By choosing all subsets of a given number of colors, any graph with a $q$-centered coloring can be covered by graphs of bounded tree-depth. In particular, if one wishes to search for copies of a graph $H$ with $h$ vertices as subgraphs of a larger graph $G$ (the subgraph isomorphism problem), and $G$ has an $(h+1)$-centered coloring with $k$ colors, then any copy of $H$ can use at most $h$ of the colors. One can find all copies of $H$ in the subgraphs of $G$ induced by all $h$-tuples of colors. This idea reduces the subgraph isomorphism problem to $O(k^h)$ subproblems, each of which can be solved quickly because of its low tree-depth. The same idea applies also to checking whether $G$ models any first-order formula in the logic of graphs that uses only $h$ variables.

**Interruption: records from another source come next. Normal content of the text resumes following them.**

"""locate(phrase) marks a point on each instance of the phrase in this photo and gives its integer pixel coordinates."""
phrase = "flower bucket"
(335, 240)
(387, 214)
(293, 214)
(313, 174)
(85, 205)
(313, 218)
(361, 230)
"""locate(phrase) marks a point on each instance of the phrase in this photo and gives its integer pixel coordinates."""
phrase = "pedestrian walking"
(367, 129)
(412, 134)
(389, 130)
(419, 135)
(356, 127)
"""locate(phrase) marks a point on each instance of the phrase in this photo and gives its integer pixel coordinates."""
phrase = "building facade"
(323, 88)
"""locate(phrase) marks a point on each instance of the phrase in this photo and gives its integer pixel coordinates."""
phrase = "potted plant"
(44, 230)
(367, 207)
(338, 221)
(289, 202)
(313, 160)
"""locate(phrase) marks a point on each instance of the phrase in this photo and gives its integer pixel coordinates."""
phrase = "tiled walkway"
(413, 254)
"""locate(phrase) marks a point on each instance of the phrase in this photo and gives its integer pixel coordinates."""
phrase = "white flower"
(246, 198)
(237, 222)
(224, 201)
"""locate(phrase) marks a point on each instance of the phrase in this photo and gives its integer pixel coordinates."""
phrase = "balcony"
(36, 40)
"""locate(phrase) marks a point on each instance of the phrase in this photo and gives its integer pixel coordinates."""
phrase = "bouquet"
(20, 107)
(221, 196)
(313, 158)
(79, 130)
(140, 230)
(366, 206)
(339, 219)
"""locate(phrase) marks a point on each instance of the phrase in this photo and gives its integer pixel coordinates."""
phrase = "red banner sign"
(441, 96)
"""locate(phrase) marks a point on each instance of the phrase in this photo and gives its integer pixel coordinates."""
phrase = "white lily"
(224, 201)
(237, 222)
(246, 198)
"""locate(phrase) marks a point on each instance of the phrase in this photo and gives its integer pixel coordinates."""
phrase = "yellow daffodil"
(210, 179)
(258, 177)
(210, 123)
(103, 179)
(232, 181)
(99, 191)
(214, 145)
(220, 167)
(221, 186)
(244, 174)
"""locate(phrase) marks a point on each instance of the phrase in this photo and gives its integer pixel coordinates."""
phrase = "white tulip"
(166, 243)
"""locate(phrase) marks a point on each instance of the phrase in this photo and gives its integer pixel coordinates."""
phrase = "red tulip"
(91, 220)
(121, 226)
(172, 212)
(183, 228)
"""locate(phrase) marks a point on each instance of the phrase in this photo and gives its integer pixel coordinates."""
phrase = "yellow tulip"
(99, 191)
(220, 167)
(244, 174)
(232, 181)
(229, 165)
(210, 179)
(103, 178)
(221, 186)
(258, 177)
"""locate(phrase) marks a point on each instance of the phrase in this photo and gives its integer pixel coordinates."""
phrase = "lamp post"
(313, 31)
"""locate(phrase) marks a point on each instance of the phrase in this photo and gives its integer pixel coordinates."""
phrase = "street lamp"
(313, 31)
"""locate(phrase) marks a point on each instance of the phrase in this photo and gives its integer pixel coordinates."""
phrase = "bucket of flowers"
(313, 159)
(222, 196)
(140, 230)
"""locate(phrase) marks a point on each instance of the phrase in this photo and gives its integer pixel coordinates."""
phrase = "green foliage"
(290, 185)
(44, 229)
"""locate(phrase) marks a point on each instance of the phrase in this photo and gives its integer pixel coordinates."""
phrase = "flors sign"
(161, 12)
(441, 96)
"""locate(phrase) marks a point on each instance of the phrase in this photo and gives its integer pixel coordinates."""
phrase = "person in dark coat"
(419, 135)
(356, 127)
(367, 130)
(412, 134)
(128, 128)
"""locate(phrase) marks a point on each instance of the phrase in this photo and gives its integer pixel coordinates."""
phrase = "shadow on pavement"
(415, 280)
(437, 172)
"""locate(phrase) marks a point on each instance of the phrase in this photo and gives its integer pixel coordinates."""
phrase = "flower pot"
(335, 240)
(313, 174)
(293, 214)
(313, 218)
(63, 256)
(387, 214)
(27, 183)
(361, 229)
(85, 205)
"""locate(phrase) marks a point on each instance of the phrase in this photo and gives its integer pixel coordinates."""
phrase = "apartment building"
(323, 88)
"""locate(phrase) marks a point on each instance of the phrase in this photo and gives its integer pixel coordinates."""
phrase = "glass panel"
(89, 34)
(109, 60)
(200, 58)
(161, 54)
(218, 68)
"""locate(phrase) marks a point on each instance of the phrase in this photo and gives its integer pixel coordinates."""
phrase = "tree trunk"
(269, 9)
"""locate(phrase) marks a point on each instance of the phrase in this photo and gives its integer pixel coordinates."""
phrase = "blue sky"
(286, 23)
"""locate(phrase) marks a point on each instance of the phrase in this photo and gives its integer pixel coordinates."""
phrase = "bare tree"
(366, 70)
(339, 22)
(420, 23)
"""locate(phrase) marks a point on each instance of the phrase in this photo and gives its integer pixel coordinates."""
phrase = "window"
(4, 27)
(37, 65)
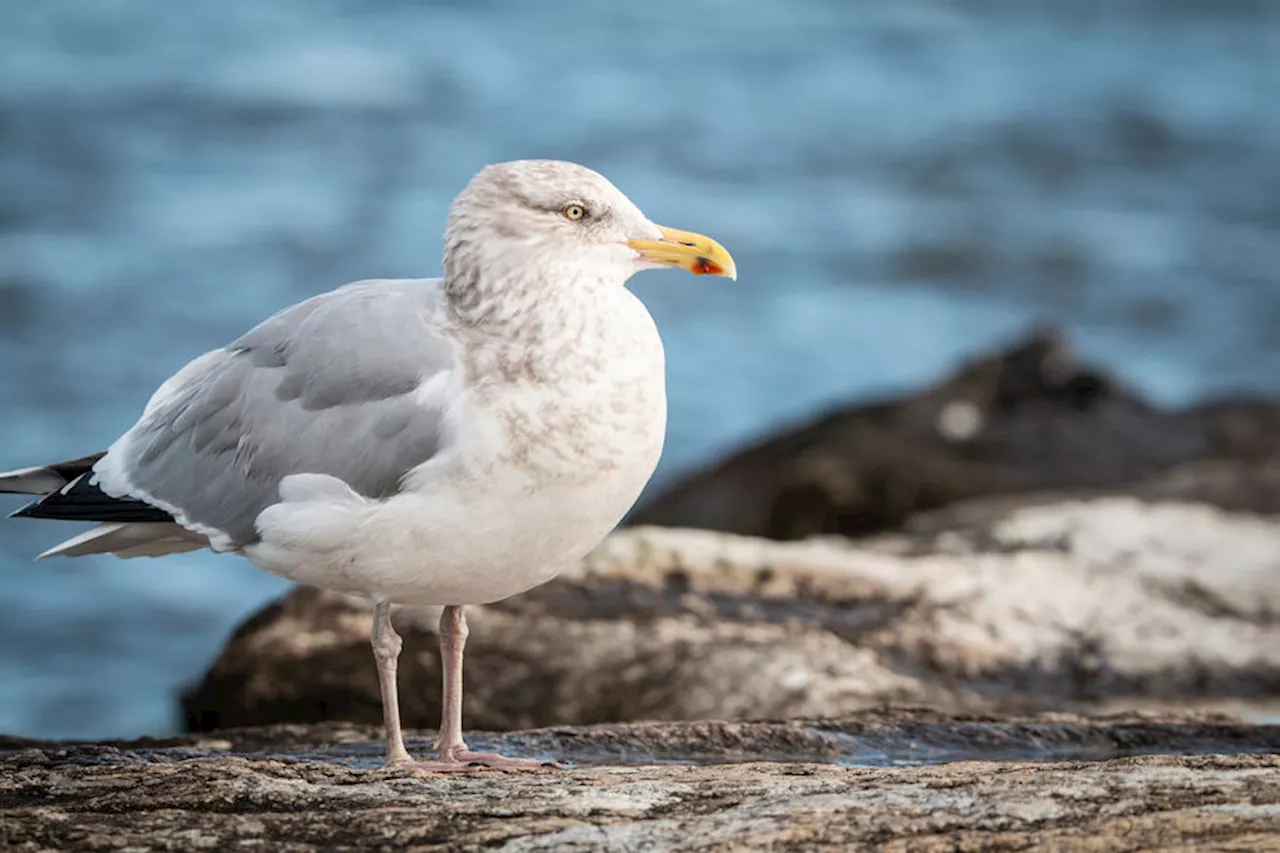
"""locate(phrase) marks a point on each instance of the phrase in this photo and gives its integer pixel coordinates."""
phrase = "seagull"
(448, 441)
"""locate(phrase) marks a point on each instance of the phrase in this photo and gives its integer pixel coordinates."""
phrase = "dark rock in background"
(1027, 419)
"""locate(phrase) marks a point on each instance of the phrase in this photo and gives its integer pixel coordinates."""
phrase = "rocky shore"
(1068, 605)
(314, 788)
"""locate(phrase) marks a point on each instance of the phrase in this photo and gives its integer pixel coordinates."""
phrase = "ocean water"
(903, 183)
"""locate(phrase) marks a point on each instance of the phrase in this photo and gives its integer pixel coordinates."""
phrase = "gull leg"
(453, 749)
(455, 755)
(387, 648)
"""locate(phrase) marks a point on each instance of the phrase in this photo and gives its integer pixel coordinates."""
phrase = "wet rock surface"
(306, 788)
(1056, 606)
(1029, 418)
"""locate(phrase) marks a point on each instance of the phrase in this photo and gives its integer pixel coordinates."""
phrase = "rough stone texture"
(1031, 418)
(1096, 603)
(278, 789)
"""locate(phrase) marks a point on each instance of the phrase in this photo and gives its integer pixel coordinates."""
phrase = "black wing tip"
(82, 500)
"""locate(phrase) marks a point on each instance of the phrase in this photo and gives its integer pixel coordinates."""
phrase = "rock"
(1027, 419)
(1055, 606)
(312, 788)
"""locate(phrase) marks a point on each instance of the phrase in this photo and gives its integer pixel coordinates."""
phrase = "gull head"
(562, 222)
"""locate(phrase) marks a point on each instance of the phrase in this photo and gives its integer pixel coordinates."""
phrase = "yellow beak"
(699, 255)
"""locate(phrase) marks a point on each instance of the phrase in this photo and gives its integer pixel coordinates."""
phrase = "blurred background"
(904, 183)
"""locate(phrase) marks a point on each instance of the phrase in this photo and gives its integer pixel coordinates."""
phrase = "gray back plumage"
(329, 386)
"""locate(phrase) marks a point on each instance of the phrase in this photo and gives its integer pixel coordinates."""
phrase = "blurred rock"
(1055, 606)
(291, 788)
(1027, 419)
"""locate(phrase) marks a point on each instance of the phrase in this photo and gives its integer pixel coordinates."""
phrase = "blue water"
(901, 182)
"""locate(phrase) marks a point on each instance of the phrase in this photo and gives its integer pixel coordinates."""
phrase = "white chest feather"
(545, 457)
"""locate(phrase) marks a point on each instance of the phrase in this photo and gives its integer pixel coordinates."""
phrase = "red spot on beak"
(707, 267)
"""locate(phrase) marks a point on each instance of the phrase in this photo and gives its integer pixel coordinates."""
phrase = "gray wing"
(330, 386)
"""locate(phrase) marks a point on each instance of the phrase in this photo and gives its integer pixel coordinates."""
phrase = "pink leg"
(387, 647)
(455, 755)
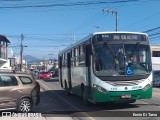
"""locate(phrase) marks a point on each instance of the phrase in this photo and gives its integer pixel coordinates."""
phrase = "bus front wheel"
(66, 89)
(84, 97)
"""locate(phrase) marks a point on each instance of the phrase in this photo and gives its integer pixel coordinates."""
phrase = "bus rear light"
(99, 88)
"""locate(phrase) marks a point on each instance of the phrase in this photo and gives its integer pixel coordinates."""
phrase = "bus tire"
(66, 89)
(84, 97)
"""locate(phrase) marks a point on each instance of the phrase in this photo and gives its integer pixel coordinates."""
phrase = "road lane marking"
(68, 102)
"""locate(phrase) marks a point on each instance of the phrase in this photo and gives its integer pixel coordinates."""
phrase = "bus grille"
(125, 83)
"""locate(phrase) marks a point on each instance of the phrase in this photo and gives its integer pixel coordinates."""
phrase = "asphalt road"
(54, 102)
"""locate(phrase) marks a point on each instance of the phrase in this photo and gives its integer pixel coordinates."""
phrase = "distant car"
(18, 90)
(35, 73)
(44, 75)
(52, 73)
(156, 78)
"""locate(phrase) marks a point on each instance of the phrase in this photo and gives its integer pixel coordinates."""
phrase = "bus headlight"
(99, 88)
(146, 87)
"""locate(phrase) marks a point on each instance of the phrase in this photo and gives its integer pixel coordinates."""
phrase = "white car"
(156, 78)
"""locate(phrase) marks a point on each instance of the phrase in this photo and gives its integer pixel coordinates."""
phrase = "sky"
(49, 26)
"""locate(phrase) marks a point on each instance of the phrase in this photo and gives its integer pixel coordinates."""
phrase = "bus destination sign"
(134, 37)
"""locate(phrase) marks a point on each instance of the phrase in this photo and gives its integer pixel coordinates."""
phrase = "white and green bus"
(108, 67)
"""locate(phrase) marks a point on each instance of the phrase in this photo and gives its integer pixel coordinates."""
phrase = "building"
(155, 50)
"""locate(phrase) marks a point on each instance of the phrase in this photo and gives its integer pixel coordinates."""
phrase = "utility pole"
(21, 52)
(115, 12)
(74, 38)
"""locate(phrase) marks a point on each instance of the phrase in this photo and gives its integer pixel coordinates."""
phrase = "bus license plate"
(126, 96)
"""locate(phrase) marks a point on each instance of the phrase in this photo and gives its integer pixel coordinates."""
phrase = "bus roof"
(95, 33)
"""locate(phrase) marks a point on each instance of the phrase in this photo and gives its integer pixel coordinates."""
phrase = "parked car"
(156, 78)
(44, 75)
(52, 73)
(19, 91)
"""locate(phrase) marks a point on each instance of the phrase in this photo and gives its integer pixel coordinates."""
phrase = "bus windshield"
(121, 59)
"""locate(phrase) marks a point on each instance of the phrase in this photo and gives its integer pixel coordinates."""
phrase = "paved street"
(54, 102)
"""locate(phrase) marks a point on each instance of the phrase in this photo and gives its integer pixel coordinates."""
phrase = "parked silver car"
(18, 91)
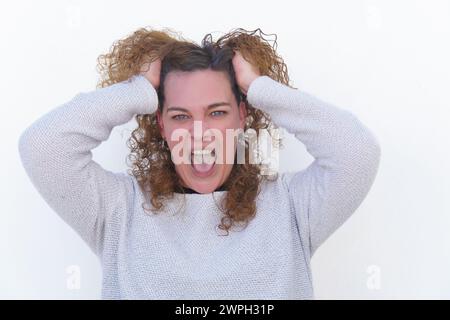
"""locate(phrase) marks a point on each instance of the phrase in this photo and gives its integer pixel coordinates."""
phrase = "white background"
(386, 61)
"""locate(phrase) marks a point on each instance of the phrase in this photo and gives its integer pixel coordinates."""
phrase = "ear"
(242, 114)
(160, 123)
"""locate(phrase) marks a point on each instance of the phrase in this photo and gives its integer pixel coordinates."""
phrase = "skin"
(195, 91)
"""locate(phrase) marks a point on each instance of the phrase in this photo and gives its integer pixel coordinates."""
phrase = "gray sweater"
(179, 254)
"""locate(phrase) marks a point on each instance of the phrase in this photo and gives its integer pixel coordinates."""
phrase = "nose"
(200, 134)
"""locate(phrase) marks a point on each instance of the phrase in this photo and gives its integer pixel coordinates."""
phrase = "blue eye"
(223, 112)
(177, 117)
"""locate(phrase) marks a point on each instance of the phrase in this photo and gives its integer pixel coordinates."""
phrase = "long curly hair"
(150, 156)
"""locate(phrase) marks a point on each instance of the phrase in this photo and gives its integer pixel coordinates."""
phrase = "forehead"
(196, 88)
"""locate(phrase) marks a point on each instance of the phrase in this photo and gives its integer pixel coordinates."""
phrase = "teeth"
(203, 156)
(202, 152)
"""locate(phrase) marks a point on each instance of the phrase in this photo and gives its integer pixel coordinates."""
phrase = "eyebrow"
(213, 105)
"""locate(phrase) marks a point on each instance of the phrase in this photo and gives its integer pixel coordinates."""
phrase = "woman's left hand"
(245, 72)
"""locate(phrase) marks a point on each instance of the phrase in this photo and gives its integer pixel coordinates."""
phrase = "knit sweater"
(180, 253)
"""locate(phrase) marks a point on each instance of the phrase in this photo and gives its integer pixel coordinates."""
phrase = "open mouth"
(203, 162)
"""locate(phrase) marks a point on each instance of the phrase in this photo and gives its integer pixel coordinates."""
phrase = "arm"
(56, 154)
(346, 157)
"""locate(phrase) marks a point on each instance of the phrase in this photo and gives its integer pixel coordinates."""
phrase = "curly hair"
(150, 156)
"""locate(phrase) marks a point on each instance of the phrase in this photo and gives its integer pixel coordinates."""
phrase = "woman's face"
(200, 113)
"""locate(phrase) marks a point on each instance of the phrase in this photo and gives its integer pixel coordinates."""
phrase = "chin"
(202, 184)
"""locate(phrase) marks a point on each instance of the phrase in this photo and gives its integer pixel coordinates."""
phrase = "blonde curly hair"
(150, 156)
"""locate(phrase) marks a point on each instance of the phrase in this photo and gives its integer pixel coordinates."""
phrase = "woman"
(172, 229)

For this method to be efficient, it is important that the number of colors in a $q$-centered coloring be small. For graphs of bounded expansion, this number is bounded by a polynomial of $q$ whose (large) exponent depends on the family. More generally, for graphs in a nowhere-dense family of graphs, this number is $o(|V(G)|).$ However, for graphs classes that are somewhere dense (that is, not nowhere-dense), no such bound is possible. For graphs of bounded degree, the number of colors is $O(q)$, for planar graphs it is $O(q^3\log q)$, and for graphs with a forbidden topological minor it is polynomial in $q$.